This year’s new COVID shot has been approved by FDA

This year’s newly formulated COVID vaccines are expected to start shipping in the next few days after the FDA on Thursday officially approved the new shots.

“Vaccination continues to be the cornerstone of COVID-19 prevention,” Dr. Peter Marks, director of the FDA’s Center for Biologics Evaluation and Research, said in a statement announcing that the new vaccine can be distributed to pharmacies and doctor’s offices around the country.

This is the second year with an annually re-designed mRNA COVID vaccine, and many people still have questions. So we asked two local doctors, who are also COVID experts: What do we need to know about the newest COVID vaccine? Who should get it right away? Who should wait? What if I’ve had COVID recently?

For those planning to get the newest shot, finding the right time might feel challenging, but the main factors are your risk and whether you’ve had the virus or been vaccinated in the past few months.

“Timing of the vaccine is an interesting calculus that each individual has to make in consultation with their physician,” said John Swartzberg, clinical professor emeritus of infectious diseases and vaccinology at UC Berkeley.

Swartzberg, 79, who was last vaccinated in the spring, plans to get the shot very soon as he is in a high-risk category because of his age. Peter Chin-Hong, 54, a UC San Francisco professor of medicine who specializes in infectious diseases, said he is probably going to wait a little bit.
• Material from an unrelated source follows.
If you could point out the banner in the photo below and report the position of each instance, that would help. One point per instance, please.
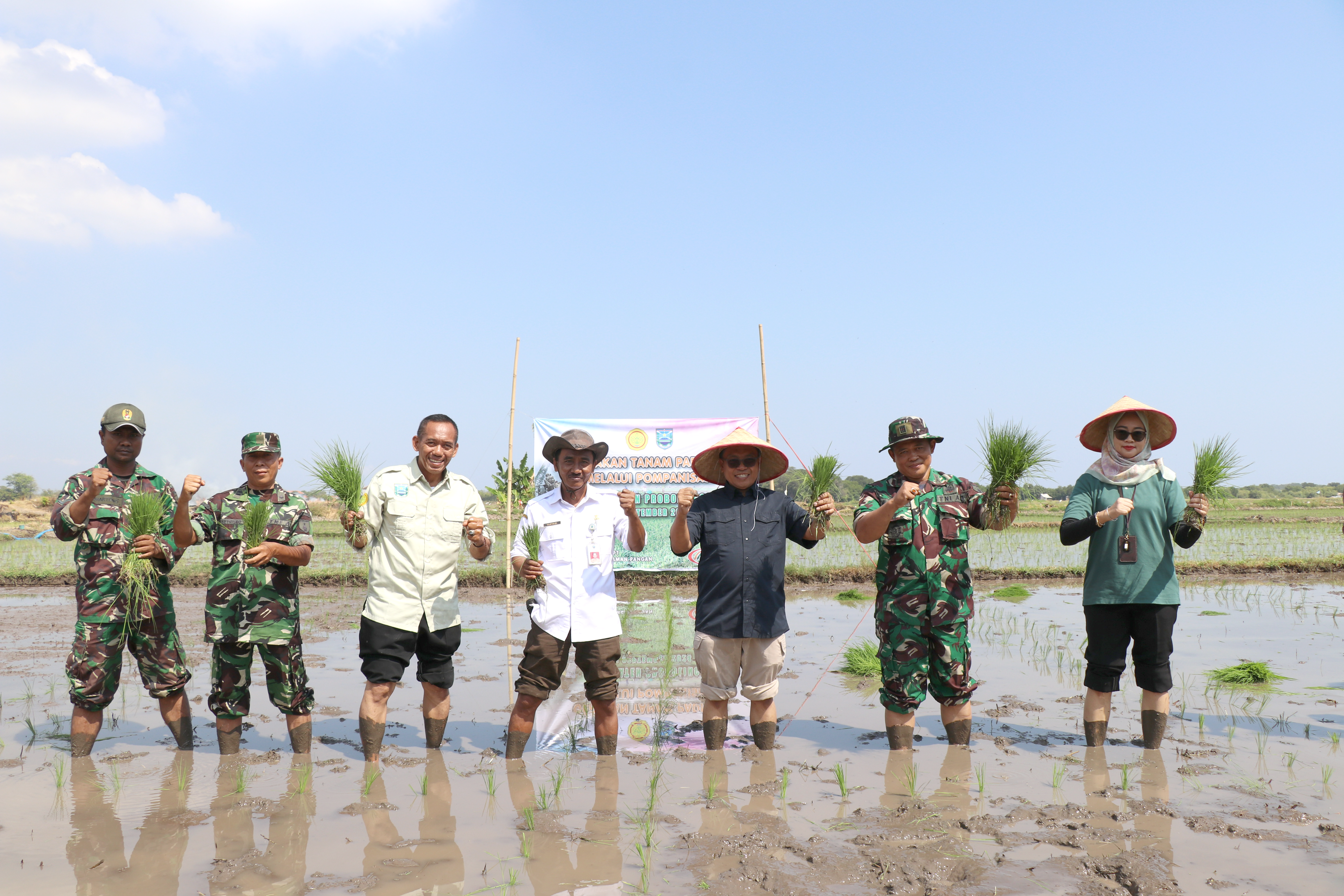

“October is kind of the sweet spot for me. It’s my Goldilocks moment,” Chin-Hong said. If he waits, he can get the COVID and flu shot at the same time, and his protection will last longer into the holiday season, he said, but he is also not in a high-risk group.

Many insurance companies are expected to cover the cost of the vaccine, and a federal program to cover the cost for the uninsured might be extended past this month, though details are unclear.

The FDA’s announcement of the new vaccine’s emergency use authorization comes as children head back to school in the middle of a persistent summer COVID wave and with respiratory virus season just around the corner.

Chin-Hong is among those who say not everyone needs to get the new shot in a hurry. ​​

”I think the people who should run to get the vaccine is actually the minority of population, but it is a group of people who I am worried about,” said Chin-Hong. Who should be first in line? “People who are older than 65 or very immune-compromised … who didn’t get a vaccine in the last year. That’s really the priority group,” he said.

Since last year, vaccine manufacturers, including Pfizer and Moderna, have taken the approach used for the influenza vaccination, developing a new shot each year based on the strains of the virus that are spreading and causing the most severe illness.

Last year’s COVID shot, approved and authorized by the FDA in early September, was updated to include a monovalent component corresponding to the XBB.1.5 variant of Omicron. This June, the FDA advised manufacturers to create the new vaccine based on the JN.1 strain and have further advised now that the preferred strain for formulating the new vaccine is the KP.2 sub-strain, one of the FLiRT variants.

While the FDA has authorized the shot for nearly everyone over 6 months old, there are some circumstances in which waiting is the best approach.

“If you got infected over the summer, you definitely don’t have to run out and get it … you can wait,” said Chin-Hong.

The Centers for Disease Control and Prevention says people can wait three months after infection to get vaccinated again, because infection provides some additional immunity.

While each person’s calculus might differ slightly, Swartzberg recommends the vaccine for everyone who is eligible and strongly urges high risk individuals to get one soon.

Vaccination “is a tool that’s going to give us protection, not only against COVID, but against getting long COVID,” Swartzberg said.